2.4.3. Combined MTMs + GP

The caregiver received MTMs while each child received USD 50 in grocery prescription benefits (available for up to two children).

2.4.4. Delayed Control

Participants received standard care and were offered the intervention following completion of follow-up data collection.

2.5. Measures

Primary outcomes of interest include child and caregiver/adult BMI percentile, blood pressure, hemoglobin A1c, and lipid panels. The referral coordinator at UofL collected both the adult and child’s BMI and blood pressure from their electronic health record (EHR) via the Epic system. The child’s BMI percentile was automatically calculated in the EHR from height and weight using age- and gender-specific CDC growth charts [24]. The bloodwork was ordered as part of standard care in the clinic for the management of patients who have overweight or obese BMI percentiles. The bloodwork ordered by physicians included hemoglobin A1c, total cholesterol, high-density lipoprotein (HDL), and low-density lipoprotein (LDL), and the tests were conducted by trained phlebotomists on-site at the clinic or at affiliated diagnostic centers.
Secondary outcomes of interest included parent self-reported child and parental dietary behavioral outcomes (child fruit and vegetable intake/parent fruit and vegetable intake), family stress model, nutrition security, and food security. Child and parent fruit and vegetable intake were measured using items adapted from the Behavioral Risk Factor Surveillance System (BRFSS) Fruit and Vegetables Section [25], which assesses frequency-based consumption of common foods.

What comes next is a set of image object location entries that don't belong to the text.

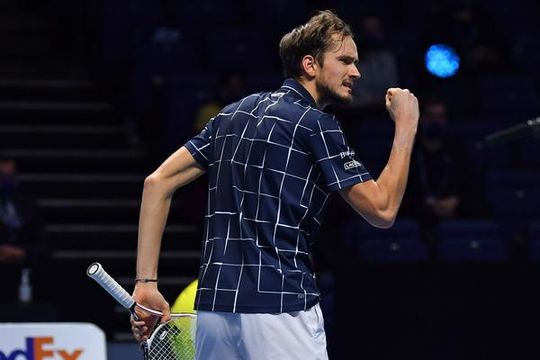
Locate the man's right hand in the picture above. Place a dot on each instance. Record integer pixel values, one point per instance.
(148, 295)
(402, 106)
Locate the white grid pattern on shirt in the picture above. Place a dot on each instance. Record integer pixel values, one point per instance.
(228, 140)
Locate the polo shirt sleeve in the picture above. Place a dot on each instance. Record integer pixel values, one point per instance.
(338, 163)
(200, 146)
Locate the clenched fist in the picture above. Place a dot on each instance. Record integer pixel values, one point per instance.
(402, 106)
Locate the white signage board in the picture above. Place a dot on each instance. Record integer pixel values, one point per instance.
(51, 341)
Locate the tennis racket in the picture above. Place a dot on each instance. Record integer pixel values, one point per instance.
(173, 340)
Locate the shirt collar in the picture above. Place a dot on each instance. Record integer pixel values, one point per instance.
(296, 87)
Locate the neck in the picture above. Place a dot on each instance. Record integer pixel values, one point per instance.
(311, 87)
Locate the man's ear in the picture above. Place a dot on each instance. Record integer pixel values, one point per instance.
(309, 65)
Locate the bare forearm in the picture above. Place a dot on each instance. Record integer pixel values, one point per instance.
(178, 170)
(393, 178)
(152, 219)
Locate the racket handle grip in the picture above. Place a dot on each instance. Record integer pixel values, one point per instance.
(96, 272)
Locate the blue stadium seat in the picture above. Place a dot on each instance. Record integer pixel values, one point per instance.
(399, 244)
(167, 52)
(516, 103)
(184, 93)
(465, 241)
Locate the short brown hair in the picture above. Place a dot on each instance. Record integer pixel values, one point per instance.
(312, 38)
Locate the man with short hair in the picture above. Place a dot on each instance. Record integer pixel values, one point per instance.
(273, 160)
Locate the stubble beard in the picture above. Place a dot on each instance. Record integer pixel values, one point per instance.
(331, 97)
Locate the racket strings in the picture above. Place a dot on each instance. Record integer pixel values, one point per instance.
(174, 340)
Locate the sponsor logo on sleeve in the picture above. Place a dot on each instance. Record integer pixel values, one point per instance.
(352, 164)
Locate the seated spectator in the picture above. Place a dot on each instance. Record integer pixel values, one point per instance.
(231, 88)
(21, 231)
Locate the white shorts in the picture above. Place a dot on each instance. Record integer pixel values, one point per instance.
(227, 336)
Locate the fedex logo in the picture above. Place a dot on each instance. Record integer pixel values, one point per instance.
(41, 348)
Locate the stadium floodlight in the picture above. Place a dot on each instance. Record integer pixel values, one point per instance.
(442, 60)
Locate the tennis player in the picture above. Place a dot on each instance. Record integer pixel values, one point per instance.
(273, 160)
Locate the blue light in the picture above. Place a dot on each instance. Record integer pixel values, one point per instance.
(441, 60)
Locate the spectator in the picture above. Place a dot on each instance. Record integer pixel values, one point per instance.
(231, 88)
(21, 231)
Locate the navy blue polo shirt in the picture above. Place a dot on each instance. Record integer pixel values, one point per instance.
(273, 159)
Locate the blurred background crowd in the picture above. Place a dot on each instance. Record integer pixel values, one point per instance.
(93, 95)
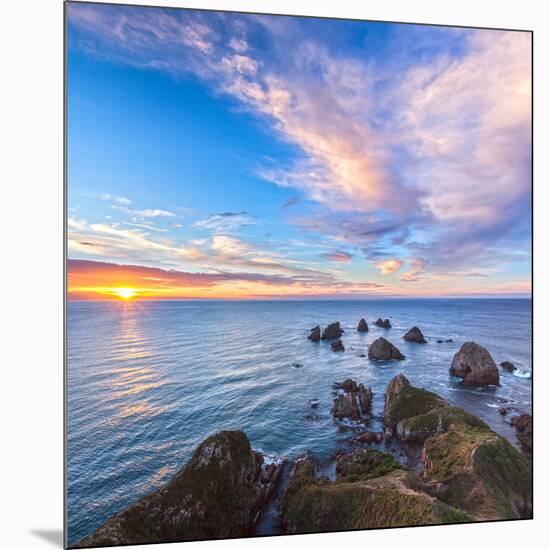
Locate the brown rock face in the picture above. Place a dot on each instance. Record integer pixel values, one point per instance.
(332, 331)
(415, 335)
(382, 350)
(315, 335)
(474, 364)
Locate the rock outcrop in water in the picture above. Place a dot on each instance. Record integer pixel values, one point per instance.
(217, 494)
(415, 335)
(336, 345)
(382, 350)
(332, 331)
(353, 401)
(506, 365)
(315, 334)
(474, 364)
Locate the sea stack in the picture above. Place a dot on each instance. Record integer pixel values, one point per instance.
(315, 335)
(415, 335)
(474, 364)
(382, 350)
(336, 345)
(332, 332)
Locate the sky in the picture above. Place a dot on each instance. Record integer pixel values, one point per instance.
(233, 156)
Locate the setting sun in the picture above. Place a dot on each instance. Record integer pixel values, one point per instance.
(125, 293)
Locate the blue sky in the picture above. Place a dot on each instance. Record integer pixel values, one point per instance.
(229, 155)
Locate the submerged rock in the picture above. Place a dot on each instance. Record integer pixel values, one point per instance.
(382, 350)
(354, 403)
(415, 335)
(337, 345)
(474, 364)
(315, 334)
(524, 431)
(332, 331)
(217, 494)
(506, 365)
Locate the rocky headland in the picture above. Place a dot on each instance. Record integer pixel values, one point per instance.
(432, 463)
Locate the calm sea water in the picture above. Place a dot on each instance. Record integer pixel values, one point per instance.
(148, 381)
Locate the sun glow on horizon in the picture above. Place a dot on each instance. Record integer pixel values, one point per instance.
(125, 293)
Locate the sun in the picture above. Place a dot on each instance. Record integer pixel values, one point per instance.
(125, 293)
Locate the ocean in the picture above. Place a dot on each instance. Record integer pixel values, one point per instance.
(147, 381)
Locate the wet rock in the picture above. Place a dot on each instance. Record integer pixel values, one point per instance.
(337, 345)
(524, 431)
(474, 364)
(369, 437)
(332, 331)
(188, 508)
(382, 350)
(354, 403)
(415, 335)
(506, 365)
(315, 335)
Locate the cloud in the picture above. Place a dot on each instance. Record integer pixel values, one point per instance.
(429, 153)
(226, 221)
(389, 266)
(116, 199)
(337, 256)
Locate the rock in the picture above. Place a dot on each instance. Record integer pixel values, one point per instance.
(315, 335)
(405, 401)
(524, 431)
(474, 364)
(337, 345)
(439, 420)
(506, 365)
(483, 474)
(415, 335)
(354, 403)
(370, 437)
(382, 350)
(372, 490)
(332, 331)
(217, 494)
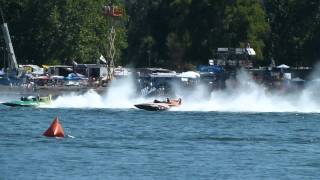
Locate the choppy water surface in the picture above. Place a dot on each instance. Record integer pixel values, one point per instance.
(135, 144)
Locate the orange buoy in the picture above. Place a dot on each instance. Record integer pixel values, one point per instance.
(55, 130)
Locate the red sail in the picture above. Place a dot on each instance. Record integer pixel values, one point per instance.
(55, 130)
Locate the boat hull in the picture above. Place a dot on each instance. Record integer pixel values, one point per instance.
(153, 106)
(14, 104)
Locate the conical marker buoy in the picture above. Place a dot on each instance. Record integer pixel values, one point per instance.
(55, 130)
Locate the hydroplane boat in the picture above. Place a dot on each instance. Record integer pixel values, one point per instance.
(30, 101)
(157, 105)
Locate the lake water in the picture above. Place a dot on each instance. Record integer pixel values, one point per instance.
(136, 144)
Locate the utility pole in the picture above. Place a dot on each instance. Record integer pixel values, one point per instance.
(112, 13)
(13, 65)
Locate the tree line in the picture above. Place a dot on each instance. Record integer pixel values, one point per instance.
(179, 34)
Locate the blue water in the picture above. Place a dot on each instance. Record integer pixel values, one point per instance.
(135, 144)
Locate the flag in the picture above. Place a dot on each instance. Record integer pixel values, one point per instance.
(103, 59)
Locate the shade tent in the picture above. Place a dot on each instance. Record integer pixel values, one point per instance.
(189, 74)
(283, 66)
(297, 79)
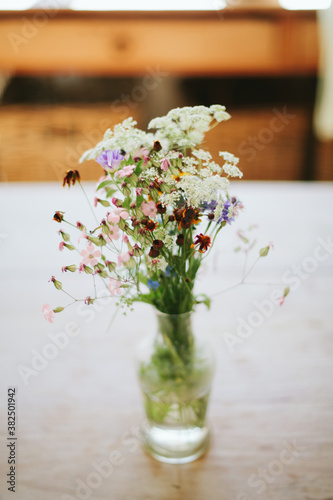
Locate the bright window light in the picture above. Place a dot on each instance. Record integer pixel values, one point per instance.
(113, 5)
(305, 4)
(147, 5)
(16, 4)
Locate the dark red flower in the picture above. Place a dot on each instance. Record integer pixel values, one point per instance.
(203, 241)
(158, 244)
(180, 240)
(58, 216)
(157, 146)
(151, 225)
(161, 209)
(71, 177)
(153, 252)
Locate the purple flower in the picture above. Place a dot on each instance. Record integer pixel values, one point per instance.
(110, 160)
(209, 206)
(152, 285)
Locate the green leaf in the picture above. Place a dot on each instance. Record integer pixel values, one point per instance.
(204, 299)
(65, 236)
(139, 200)
(110, 192)
(58, 309)
(105, 203)
(57, 284)
(127, 203)
(95, 241)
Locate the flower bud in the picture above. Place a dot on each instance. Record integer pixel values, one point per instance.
(58, 309)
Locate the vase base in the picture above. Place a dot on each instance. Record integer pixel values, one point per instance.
(174, 445)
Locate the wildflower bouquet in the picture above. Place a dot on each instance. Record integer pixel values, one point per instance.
(156, 188)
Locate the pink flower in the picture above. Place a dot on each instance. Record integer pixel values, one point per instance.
(90, 255)
(123, 258)
(142, 153)
(126, 171)
(100, 180)
(149, 209)
(165, 164)
(48, 313)
(114, 287)
(114, 233)
(114, 217)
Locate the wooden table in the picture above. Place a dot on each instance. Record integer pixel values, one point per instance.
(79, 409)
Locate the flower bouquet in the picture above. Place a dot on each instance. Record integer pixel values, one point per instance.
(166, 202)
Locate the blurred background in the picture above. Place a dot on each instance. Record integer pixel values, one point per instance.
(71, 69)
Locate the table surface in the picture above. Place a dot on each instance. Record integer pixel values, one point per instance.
(79, 408)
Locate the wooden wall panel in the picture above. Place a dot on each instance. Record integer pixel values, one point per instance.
(264, 43)
(41, 143)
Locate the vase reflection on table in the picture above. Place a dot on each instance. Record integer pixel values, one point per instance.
(175, 370)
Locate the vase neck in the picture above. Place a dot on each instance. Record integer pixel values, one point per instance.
(175, 333)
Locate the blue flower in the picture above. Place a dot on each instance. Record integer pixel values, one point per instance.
(209, 206)
(110, 160)
(168, 272)
(152, 285)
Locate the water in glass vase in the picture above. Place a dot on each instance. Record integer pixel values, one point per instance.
(175, 374)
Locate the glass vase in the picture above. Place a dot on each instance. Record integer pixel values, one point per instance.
(175, 370)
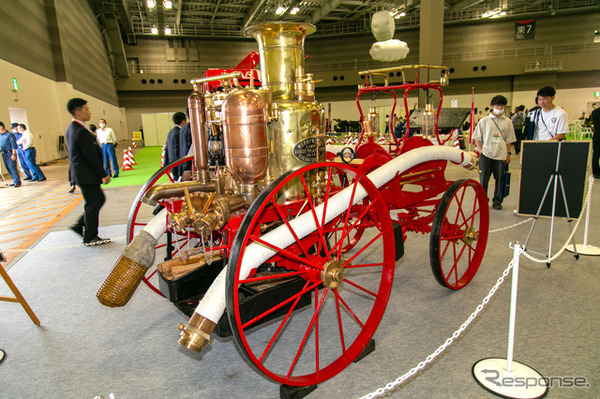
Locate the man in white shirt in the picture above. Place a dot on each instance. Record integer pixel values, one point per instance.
(493, 137)
(26, 141)
(552, 123)
(107, 139)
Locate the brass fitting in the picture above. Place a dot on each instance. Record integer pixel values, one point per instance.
(206, 213)
(368, 126)
(196, 334)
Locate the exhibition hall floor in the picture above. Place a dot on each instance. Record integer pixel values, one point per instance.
(83, 349)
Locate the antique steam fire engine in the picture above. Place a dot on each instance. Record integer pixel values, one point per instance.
(275, 213)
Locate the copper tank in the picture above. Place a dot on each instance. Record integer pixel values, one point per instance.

Family stress was assessed using validated measures including the Patient Health Questionnaire for Depression and Anxiety [26], a four-question screener used to detect the two disorders, and the Perceived Stress Scale [27], a precise measure of personal stress. Food security was measured using the 18-item US Household Food Security Survey Module (HFSSM) [28], a validated tool assessing household-level access to adequate food over the past 12 months, and the Health Vital Sign [23]—a two-question subset of the module. Nutrition security was defined by consistent access, availability, and affordability of foods that promote well-being and prevent or treat disease, evaluated through caregiver self-report on dietary quality and barriers to healthy eating.

2.6. Statistical Analysis

All study data—including participant screening, informed consent documentation, baseline and follow-up survey administration, and storage of clinical data—were collected and managed using REDCap [29]. Prior to analysis, the dataset was reviewed for accuracy and completeness. Data cleaning included checks for outliers and missing values. The analyses examined participant demographics, food and nutrition security status, dietary behaviors, and clinical risk profiles among both children and adults. In addition, preliminary correlations were explored between key exposures and baseline outcomes in order to better understand the context in which intervention effects will be assessed and generate hypotheses about potential mediators or moderators. For families with more than one child, only data from Child 1 was analyzed, since all families had at least one child.
Descriptive statistics were conducted to characterize the sample at baseline, including frequencies and proportions for categorical variables and means or medians with standard deviations for continuous variables, as appropriate. Nonparametric statistical tests were used due to non-normal distributions observed in several outcome variables. Spearman’s rank correlation coefficients were calculated to assess correlations between caregiver and child biomarkers. Kruskal–Wallis rank sum tests were used to examine differences in child outcomes across categories of caregiver-level socioeconomic and behavioral factors. All analyses were conducted using R, version 3.6.2 [30].

3. Results

3.1. Baseline Characteristics

Table 1 provides a description of the study sample. A total of 31 caregivers and 51 children were enrolled in the study. Among caregivers, the majority were female (80.4%) and identified as Black or African American (93.5%). Most caregivers reported annual household incomes under USD 10,000, with 58.1% of households earning less than USD 10,000 per year. When reporting on employment status, 35.5% of caregivers responded that they were employed for wages, and 19.4% reported that they were unable to work due to disability. In terms of education, 51% had completed some college or a vocational degree. The average household size was 3.77 individuals (SD = 1.20). A majority of caregivers (72%) reported utilizing Supplemental Nutrition Assistance Program (SNAP) benefits; 71% participated in Medicaid, and a majority reported experiencing financial strain sometimes or rarely (67.7%) in their daily lives. At baseline, the majority of households experienced food insecurity. At the household level, N = 19 household or 61.3% reported very low food security based on the USDA Food Security Scale [28]. When asked these questions at the individual level, N = 19 or 58.1% of caregivers reported that their own food security was very low. At the child level, 48.4% of caregivers reported having low food security for their child(ren) and 25.8% reported having very low food security for their child(ren). Only six households (19.4%) had children with a high level of food security.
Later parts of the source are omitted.